Kabar buruk baru saja membayangi keluarga Brigitte Macron

Kabar buruk baru saja membayangi keluarga Brigitte Macron. Agaknya, mantan suaminya André-Louis Auzière menghembuskan nafas terakhir. Memperhatikan bahwa ibu negara dan mantan suaminya memiliki tiga orang anak.

Majalah Paris Match-lah yang mengungkap berita tersebut, setelah wawancara dengan si bungsu dari keluarga. Namun, yang mengejutkan semua orang, itu adalah penghilangan yang sudah terjadi sejak tahun lalu, pada bulan Desember. Kehilangan yang diputuskan oleh keluarganya untuk dirahasiakan sesuai dengan keinginan almarhum.

Hilangnya André-Louis Auzière

Menurut Tiphaine Auzière, dia telah menguburkan ayahnya pada 24 Desember dengan privasi penuh. Memang, mereka merahasiakan hilangnya ini, karena bankir itu suka tidak disebutkan namanya. Keyakinan yang menarik perhatian semua orang mengingat kerahasiaan yang ada di sekitar acara tersebut.

Memang, Brigitte Macron dan André-Louis Auzière bertemu satu sama lain untuk pertama kalinya dalam suatu malam bersama teman dekat. Sekilas, mereka langsung menyukai satu sama lain. Maka, pada 22 Juni 1974, pasangan itu memutuskan untuk mempersatukan takdir mereka. Jadi bersama-sama, mereka memiliki tiga anak: Sébastien, Laurence dan Tiphaine. Seiring waktu, guru bahasa Prancis itu muak dengan kehidupan monoton dalam pernikahannya. Alasan mengapa dia akhirnya mengambil kekasih di antara murid-muridnya, Emmanuel Macron muda. Seorang pria muda yang menyatakan cintanya.

Brigitte Macron, dipaksa tampil baik

Setelah mengetahui kematian mantan suaminya, Brigitte Macron pun terpaksa menampilkan senyum bahagia. Memang, pada jam ini ibu negara menerima istri presiden Meksiko, Andrés Manuel López Obrador. Wawancara untuk persiapan peresmian pameran “The Olmecs and the Cultures of the Gulf of Mexico”.

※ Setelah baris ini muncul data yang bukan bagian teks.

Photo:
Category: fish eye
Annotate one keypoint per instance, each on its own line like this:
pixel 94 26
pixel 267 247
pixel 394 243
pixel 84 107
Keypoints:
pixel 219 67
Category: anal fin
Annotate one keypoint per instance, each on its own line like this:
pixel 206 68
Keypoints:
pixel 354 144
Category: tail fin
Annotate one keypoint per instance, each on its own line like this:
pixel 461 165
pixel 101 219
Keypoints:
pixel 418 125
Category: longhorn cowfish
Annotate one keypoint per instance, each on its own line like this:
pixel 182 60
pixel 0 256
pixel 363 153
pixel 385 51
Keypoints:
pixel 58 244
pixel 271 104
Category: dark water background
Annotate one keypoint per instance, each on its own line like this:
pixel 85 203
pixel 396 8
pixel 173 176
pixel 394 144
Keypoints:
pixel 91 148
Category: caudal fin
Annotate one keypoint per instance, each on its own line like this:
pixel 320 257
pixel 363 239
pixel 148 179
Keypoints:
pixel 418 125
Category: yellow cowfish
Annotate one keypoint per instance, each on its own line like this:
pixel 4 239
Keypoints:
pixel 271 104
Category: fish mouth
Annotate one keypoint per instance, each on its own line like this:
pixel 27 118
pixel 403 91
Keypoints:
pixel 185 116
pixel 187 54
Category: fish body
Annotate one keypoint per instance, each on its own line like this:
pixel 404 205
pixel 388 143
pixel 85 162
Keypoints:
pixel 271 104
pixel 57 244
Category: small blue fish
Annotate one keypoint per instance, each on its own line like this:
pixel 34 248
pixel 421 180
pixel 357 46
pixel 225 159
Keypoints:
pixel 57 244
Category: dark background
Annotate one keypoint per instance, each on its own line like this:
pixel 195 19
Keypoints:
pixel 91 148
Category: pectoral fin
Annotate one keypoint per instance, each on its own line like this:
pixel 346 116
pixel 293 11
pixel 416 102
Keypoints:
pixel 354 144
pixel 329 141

Sebuah acara yang berlangsung pada 9 Oktober di Museum Quai Branly. Selain itu, ibu tiga anak ini belum menunjukkan reaksi apapun terkait hilangnya ini. Meski demikian, dia setuju untuk berbicara tentang fungsinya sebagai ibu negara Prancis. Tiba-tiba, menurut Brigitte Macron, itu adalah fungsi yang sangat selektif yang membuatnya meninggalkan pekerjaannya sebagai ibu negara.

Tinggalkan komentar

Alamat email Anda tidak akan dipublikasikan.